On January 10, 2017, the Fifth Circuit Court of Appeals in New Orleans docketed the appeal. After the appeal is docketed with the circuit court of appeals, the appellant, or in this case, Sylvia Burwell and Andy Slavitt acting on behalf of the federal government, has 14 days to file a statement naming the parties that the attorney appealing represents on appeal. Then, after the appellate court clerk receives the record on appeal, the parties are notified of the filing date and given a timeline in a briefing order.
Though the timeline may be extended by a motion of either party, the government’s brief must be filed within 40 days after the record is filed. Then, the American Health Care Association and other appellees will have 30 days to file their brief. The government may file a reply brief within 14 days of the appellees’ brief. Amicus curiae briefs—arguments from other interested parties who are not named parties to the case—may be filed within 7 days after the brief is filed for the party that they support. Due to the importance of this case, expect multiple amicus briefs on all sides by many of the same parties who filed comments to the original CMS proposed rule (see this previous article for details on some of the comments submitted) and amicus briefs in the district court.
If, as expected, the parties request oral argument and that request is approved, then the clerk will schedule a hearing and notify the parties. The hearing will likely take place within a few months of the brief filing. The parties are usually given 20 minutes each to argue by a local rule, but that may be extended (although extensions are “sparingly permitted”). After a hearing, there is no time limit for the circuit court to issue a decision, but most cases are decided within 11 months from filing the notice of appeal. Given the significance of this injunction and CMS’s proposed nursing home arbitration ban, expect a decision on the earlier side, perhaps summer or fall 2017.
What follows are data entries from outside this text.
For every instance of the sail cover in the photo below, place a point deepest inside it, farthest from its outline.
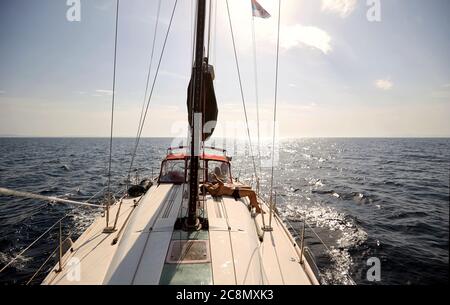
(208, 103)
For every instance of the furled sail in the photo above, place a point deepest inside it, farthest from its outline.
(208, 103)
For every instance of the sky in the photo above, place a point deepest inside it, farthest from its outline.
(341, 74)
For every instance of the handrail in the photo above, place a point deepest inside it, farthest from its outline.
(224, 151)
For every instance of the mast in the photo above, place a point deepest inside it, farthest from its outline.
(192, 222)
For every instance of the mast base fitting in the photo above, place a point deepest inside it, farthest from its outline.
(195, 227)
(267, 229)
(109, 230)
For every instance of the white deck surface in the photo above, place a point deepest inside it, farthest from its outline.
(237, 255)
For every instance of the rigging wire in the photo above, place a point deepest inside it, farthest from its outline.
(113, 99)
(146, 86)
(154, 82)
(209, 28)
(241, 89)
(256, 90)
(275, 101)
(215, 32)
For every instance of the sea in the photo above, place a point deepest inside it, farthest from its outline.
(373, 211)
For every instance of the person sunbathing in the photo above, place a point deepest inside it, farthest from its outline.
(219, 188)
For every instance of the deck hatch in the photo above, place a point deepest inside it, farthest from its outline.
(188, 252)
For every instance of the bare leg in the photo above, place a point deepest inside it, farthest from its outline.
(253, 200)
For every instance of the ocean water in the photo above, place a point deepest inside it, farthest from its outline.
(361, 198)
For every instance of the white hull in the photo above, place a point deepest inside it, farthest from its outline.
(235, 254)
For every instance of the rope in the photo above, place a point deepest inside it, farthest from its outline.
(113, 99)
(146, 88)
(153, 84)
(275, 101)
(241, 89)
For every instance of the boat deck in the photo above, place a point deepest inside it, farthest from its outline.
(150, 251)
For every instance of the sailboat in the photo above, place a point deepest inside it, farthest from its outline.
(172, 231)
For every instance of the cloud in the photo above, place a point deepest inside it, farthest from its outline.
(343, 8)
(310, 36)
(384, 84)
(101, 92)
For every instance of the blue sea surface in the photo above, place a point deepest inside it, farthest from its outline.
(364, 198)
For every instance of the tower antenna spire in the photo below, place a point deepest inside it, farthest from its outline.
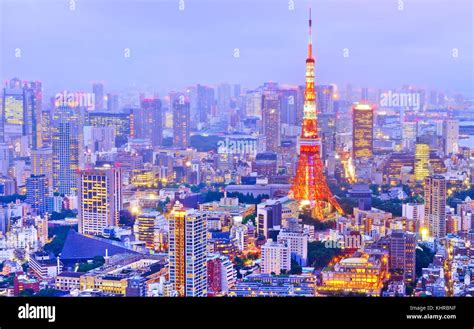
(310, 38)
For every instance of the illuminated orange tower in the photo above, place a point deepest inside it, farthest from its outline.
(310, 186)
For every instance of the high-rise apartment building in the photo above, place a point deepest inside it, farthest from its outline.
(181, 122)
(422, 160)
(188, 251)
(37, 193)
(363, 131)
(100, 199)
(402, 254)
(450, 136)
(271, 121)
(67, 149)
(435, 205)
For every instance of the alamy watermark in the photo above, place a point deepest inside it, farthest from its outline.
(239, 146)
(75, 99)
(393, 99)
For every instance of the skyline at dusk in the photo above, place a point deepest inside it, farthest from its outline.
(211, 42)
(164, 151)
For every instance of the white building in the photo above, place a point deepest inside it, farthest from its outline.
(276, 257)
(298, 244)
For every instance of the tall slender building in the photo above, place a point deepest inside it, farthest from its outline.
(309, 185)
(98, 91)
(181, 122)
(187, 251)
(271, 121)
(363, 131)
(402, 254)
(100, 199)
(67, 145)
(435, 205)
(422, 160)
(450, 136)
(37, 193)
(148, 121)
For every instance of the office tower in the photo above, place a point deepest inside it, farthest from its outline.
(112, 103)
(363, 131)
(409, 134)
(21, 108)
(402, 254)
(41, 224)
(269, 215)
(13, 108)
(309, 186)
(145, 224)
(325, 97)
(415, 212)
(37, 193)
(450, 136)
(123, 124)
(148, 121)
(98, 139)
(181, 122)
(42, 163)
(297, 242)
(271, 121)
(327, 130)
(205, 101)
(435, 205)
(67, 148)
(422, 159)
(221, 275)
(187, 251)
(4, 150)
(349, 93)
(288, 106)
(46, 129)
(237, 90)
(98, 91)
(100, 199)
(276, 258)
(223, 98)
(364, 94)
(239, 233)
(253, 104)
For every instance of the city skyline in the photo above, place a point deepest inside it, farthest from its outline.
(380, 51)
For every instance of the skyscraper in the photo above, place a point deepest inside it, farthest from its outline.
(422, 158)
(325, 97)
(269, 215)
(98, 91)
(181, 122)
(363, 131)
(450, 136)
(276, 257)
(205, 101)
(148, 121)
(37, 193)
(21, 108)
(402, 254)
(67, 146)
(435, 205)
(100, 199)
(309, 185)
(288, 106)
(187, 251)
(271, 121)
(42, 163)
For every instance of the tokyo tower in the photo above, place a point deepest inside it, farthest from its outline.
(309, 186)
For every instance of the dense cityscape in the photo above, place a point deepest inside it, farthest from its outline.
(280, 190)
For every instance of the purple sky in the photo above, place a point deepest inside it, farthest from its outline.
(171, 49)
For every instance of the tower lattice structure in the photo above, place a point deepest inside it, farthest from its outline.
(310, 186)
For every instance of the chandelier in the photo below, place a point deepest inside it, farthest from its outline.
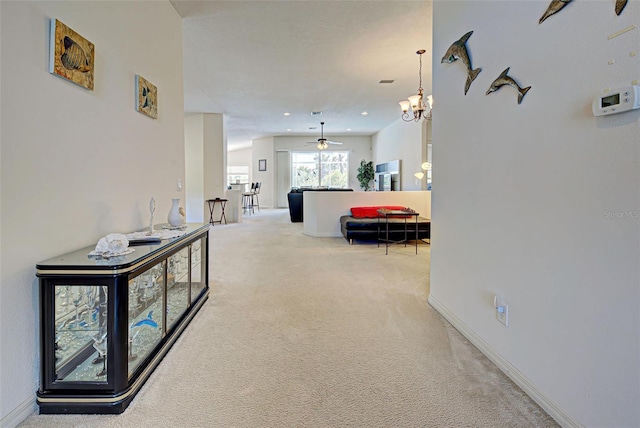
(419, 107)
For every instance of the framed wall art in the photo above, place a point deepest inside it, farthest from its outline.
(146, 97)
(71, 56)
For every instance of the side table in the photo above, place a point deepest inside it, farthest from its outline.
(386, 214)
(212, 206)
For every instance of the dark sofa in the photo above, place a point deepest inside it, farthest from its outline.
(295, 198)
(367, 228)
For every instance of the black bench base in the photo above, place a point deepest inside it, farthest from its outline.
(366, 229)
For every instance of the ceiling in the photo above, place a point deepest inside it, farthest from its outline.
(253, 61)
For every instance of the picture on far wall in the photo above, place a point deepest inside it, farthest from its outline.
(146, 97)
(71, 56)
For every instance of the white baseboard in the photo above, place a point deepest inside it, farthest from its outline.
(19, 414)
(506, 367)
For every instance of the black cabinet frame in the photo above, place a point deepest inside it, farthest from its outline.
(108, 281)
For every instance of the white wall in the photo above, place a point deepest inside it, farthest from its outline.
(78, 164)
(194, 166)
(264, 149)
(242, 157)
(405, 141)
(540, 202)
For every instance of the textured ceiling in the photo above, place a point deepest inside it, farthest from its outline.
(255, 60)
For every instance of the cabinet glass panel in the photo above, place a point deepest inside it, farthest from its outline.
(80, 333)
(177, 286)
(197, 268)
(146, 314)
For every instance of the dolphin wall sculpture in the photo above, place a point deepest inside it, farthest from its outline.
(503, 80)
(458, 50)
However, with so much at stake for both parties, that is unlikely to be the end of the road. The losing party has 90 days after entry of judgement by the Fifth Circuit Court of Appeals, or a denial of a petition for a rehearing, to petition for a writ of certiorari to the U.S. Supreme Court. It remains to be seen, however, how adamant the incoming appointees to lead the Department of Health and Human Services and CMS, Rep. Tom Price and Seema Verma, respectively, will be in pursuing the nursing home arbitration ban.